Right, but that screenshot is a specific joke that you'd only get if you know who Ayn Rand is.

This reference went right over my head as a child, didn't register it as a joke, didn't care. Caught a rerun when I was an adult and laughed out loud (especially given the context).

This is exactly the kind of reference that Tim likes. He just doesn't like the obvious-into-the-face ones that will age quickly...
I wonder where the cut off is for how deeply ingrained a reference has to be in the culture for it to be "timeless" and ok to reference according to Tim? I also wonder whether the fact that games are made for an international audience restricts what references are really "universal." Not entirely apropos, but I had a conversation with my 22 year-old son the other day and he said he'd used the phrase "death knell" with a friend around the same age and the guy had no idea what he was talking about.

Counterpoint, everyone considers the Golden Age Looney Tunes classics and they're full of a mix of highbrow and lowbrow cultural references.
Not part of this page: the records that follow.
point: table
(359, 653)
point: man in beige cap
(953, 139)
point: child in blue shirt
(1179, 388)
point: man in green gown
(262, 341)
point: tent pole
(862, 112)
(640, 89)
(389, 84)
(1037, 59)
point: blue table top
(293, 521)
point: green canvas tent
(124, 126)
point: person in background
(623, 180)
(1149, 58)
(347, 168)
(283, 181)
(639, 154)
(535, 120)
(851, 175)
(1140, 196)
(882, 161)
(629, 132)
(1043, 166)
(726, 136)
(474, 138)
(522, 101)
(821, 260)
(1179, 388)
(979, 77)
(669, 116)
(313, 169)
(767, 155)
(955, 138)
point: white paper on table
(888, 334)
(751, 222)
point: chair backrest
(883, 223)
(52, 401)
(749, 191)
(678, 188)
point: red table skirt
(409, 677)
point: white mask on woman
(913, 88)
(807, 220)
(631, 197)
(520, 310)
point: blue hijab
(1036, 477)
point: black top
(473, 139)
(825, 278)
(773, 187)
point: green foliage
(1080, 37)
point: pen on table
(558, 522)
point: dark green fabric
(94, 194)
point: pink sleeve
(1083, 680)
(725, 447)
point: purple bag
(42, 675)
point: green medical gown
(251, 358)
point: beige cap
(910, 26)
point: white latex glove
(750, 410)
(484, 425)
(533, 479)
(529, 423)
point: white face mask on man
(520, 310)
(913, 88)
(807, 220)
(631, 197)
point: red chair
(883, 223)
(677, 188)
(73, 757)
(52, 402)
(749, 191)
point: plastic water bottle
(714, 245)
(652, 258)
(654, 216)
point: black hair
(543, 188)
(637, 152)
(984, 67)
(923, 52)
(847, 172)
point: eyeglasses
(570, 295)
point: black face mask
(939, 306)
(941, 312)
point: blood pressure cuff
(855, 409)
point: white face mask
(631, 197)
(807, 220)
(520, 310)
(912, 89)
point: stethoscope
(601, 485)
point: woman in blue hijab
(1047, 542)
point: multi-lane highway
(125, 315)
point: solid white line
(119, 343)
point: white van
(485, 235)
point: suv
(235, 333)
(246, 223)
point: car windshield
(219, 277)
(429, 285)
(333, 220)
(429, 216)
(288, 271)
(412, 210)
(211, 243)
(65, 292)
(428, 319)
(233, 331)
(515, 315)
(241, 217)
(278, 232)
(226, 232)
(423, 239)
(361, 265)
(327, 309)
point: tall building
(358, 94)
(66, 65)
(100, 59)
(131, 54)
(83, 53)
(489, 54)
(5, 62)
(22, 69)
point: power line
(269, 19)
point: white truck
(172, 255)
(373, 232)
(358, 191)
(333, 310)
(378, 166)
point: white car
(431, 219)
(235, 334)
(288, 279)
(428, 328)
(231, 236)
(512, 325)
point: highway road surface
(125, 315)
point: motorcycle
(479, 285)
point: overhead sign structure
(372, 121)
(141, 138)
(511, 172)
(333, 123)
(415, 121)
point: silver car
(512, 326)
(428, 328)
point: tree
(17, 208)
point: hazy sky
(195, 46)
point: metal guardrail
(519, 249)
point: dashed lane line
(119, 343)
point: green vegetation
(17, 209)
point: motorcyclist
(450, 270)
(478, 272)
Bugs Bunny forever changed the meaning of Nimrod because most people didn't even know that was a hunter of great skill from the Bible and his use of the term for Elmer Fudd was sarcastic.
"Nimrod" is also a slang term for "idiot," which is how I interpreted that Looney Tunes joke when I was a kid. It hadn't occurred to me there was more to it, but it was clearly a more subtle joke than I understood until about 10 minutes ago and I appreciate it more now. Thanks, dude.